16 Yıl Geçti Fakat Hala Depreme Hazır Değiliz

0
212

Deprem kuşağında yer alan Türkiye’de, İstanbul’da yaşanması beklenen olası depremin, en az 6 oranında olacağı tahmin edilirken, yapı sektörünün oyuncuları konuyla ilgili korkularını dile getirdi. Alınması gereken acil önlemler olduğunu ifade eden firma, dernek ve oda yetkilileri, Türkiye’nin depreme hazırlıklı olmadığı konusunda hemfikir.


Büyük Marmara depreminin üzerinden tam 16 yıl geçti. Resmi verilere göre 7,4 büyüklüğündeki depremde 285 bin 211 ev, 42 bin 902 işyeri hasar gördü; yıkılan binaların enkazı altında 17 bin 480 insan can verdi, 505 kişi sakat kaldı. Resmi olmayan bilgilere göre ise yaklaşık 50 bin kişinin öldüğü, 100 bine yakın insanın ağır-hafif yaralandığı, 133 bin 683 binanın çöktüğü deprem, yaklaşık 600 bin kişiyi evsiz bıraktığı tahmin ediliyor. 16 milyon kişi şu ya da bu şekilde depremden etkilendi.

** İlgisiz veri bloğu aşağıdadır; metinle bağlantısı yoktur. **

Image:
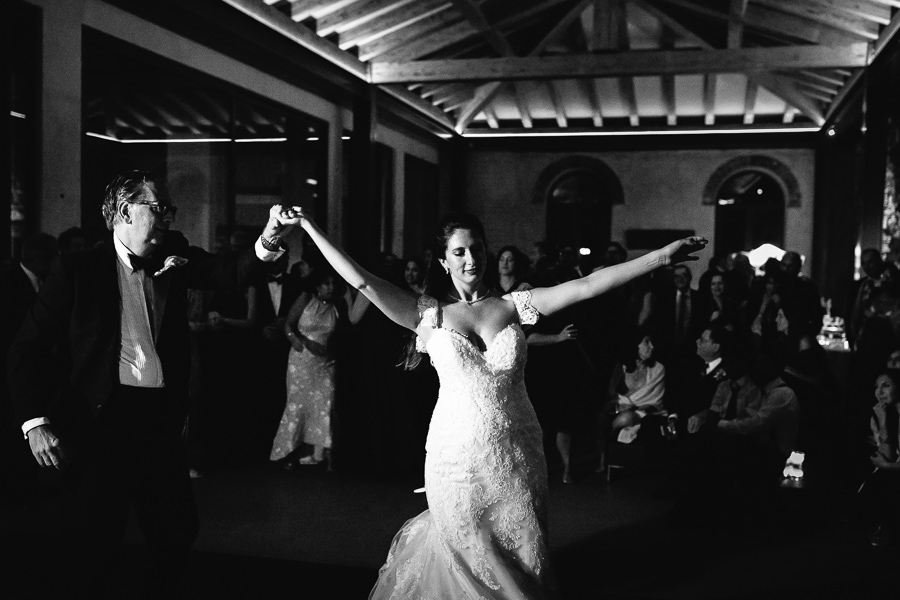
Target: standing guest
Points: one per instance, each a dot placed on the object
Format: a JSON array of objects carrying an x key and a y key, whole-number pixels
[
  {"x": 19, "y": 285},
  {"x": 863, "y": 291},
  {"x": 485, "y": 474},
  {"x": 309, "y": 327},
  {"x": 878, "y": 496},
  {"x": 802, "y": 291},
  {"x": 414, "y": 275},
  {"x": 110, "y": 419},
  {"x": 276, "y": 291},
  {"x": 512, "y": 270}
]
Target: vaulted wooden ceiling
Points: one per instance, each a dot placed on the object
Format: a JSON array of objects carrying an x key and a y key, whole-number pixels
[{"x": 589, "y": 66}]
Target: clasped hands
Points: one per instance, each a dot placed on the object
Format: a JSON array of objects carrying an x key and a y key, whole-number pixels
[
  {"x": 683, "y": 250},
  {"x": 281, "y": 220}
]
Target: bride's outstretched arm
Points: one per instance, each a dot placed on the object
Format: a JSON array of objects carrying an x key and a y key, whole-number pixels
[
  {"x": 395, "y": 302},
  {"x": 552, "y": 299}
]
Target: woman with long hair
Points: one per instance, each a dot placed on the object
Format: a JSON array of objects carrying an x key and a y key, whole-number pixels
[{"x": 484, "y": 533}]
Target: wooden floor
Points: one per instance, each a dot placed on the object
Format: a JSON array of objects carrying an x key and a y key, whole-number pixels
[{"x": 318, "y": 534}]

Her 10 metrekaresinin 9’u deprem riski altında bulunan Türkiye’de, her 20 kişiden 19’u deprem kuşağında yaşıyor. Son 58 yıl içerisinde meydana gelen depremler; 58 bin 202 vatandaşın hayatını kaybetmesine, 122 bin 96 vatandaşın yaralanmasına ve yaklaşık 411 bin 465 binanın yıkılmasına veya ağır hasar görmesine neden oldu.

“Yönetmelik eksiği var”

İstanbul’da olması beklenen depremde sığınabileceğimiz toplanma alanlarının olmadığını dile getiren İnşaat mühendisleri odası İstanbul Şube Başkanı Cemal Gökçe, her yerin yapılaşmaya açıldığının altını çizerek, “Üstelik yönetmelikler yetersiz kalıyor. Örneğin yüksek katlı çok fazla yapımız var ama “Yüksek Yapılar Yönetmeliği” yok. Bu yapılar neye göre yapılıyor. Kimler, neye göre denetliyor bilmiyoruz” diye belirtti.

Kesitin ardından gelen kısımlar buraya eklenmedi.